The yet-to-be-named joint venture between Bayer's crop science division and Ginkgo, has the backing of $100m in investment capital from the two companies and New York venture firm Viking Global Investors.
Gingko CEO Jason Kelly, who will serve on the board, says the new company’s 50 employees will work on creating a microorganism called a “plant microbiome” that could upset the $80bn worldwide market for chemical nitrogen fertilizer, and curb pollution.
Most nitrogen fertilizer is made by big chemical producers. Farmers spray it or inject it into the soil. While it boosts crop yields, it causes environmental damage, says Kelly. Some 3 percent of the world’s carbon emissions result from nitrogen fertilizer production and toxic nitrogen fertilizer run-off pollutes waterways and kills fish.

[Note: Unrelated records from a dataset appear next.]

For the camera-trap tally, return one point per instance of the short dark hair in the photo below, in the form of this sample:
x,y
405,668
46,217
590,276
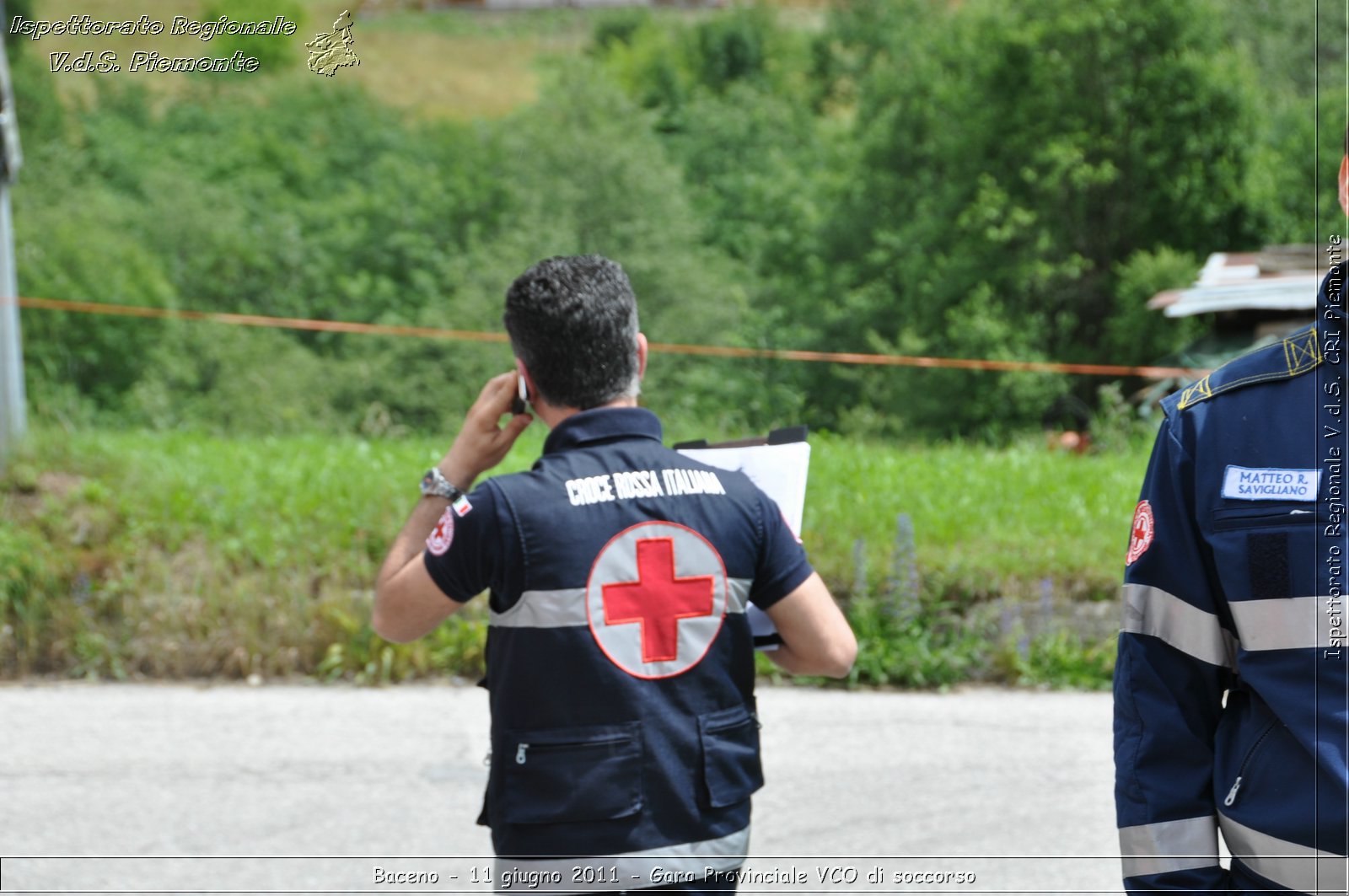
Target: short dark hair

The Bayer/Ginkgo team wants to turn crops into their own mini-fertilizer manufacturers. A handful of plants, including peanuts and soybeans, produce nitrogen naturally, and don’t require man-made fertilizer to grow. The plan is to empower other crops to make their own nitrogen by designing a nitrogen-producing microbiome in the lab and coating seeds with the synthetic cells.
A startup founded in 2009 by scientists from MIT, Ginkgo is backed by $154m in venture funding and will log more than $20m in revenue this year. Its specialty is making custom-designed cells for companies in the fragrance, food and pharmaceutical industries. It already makes some cells for agricultural clients. Using DNA it designs and manufactures, it programs the cells to produce enzymes and other matter.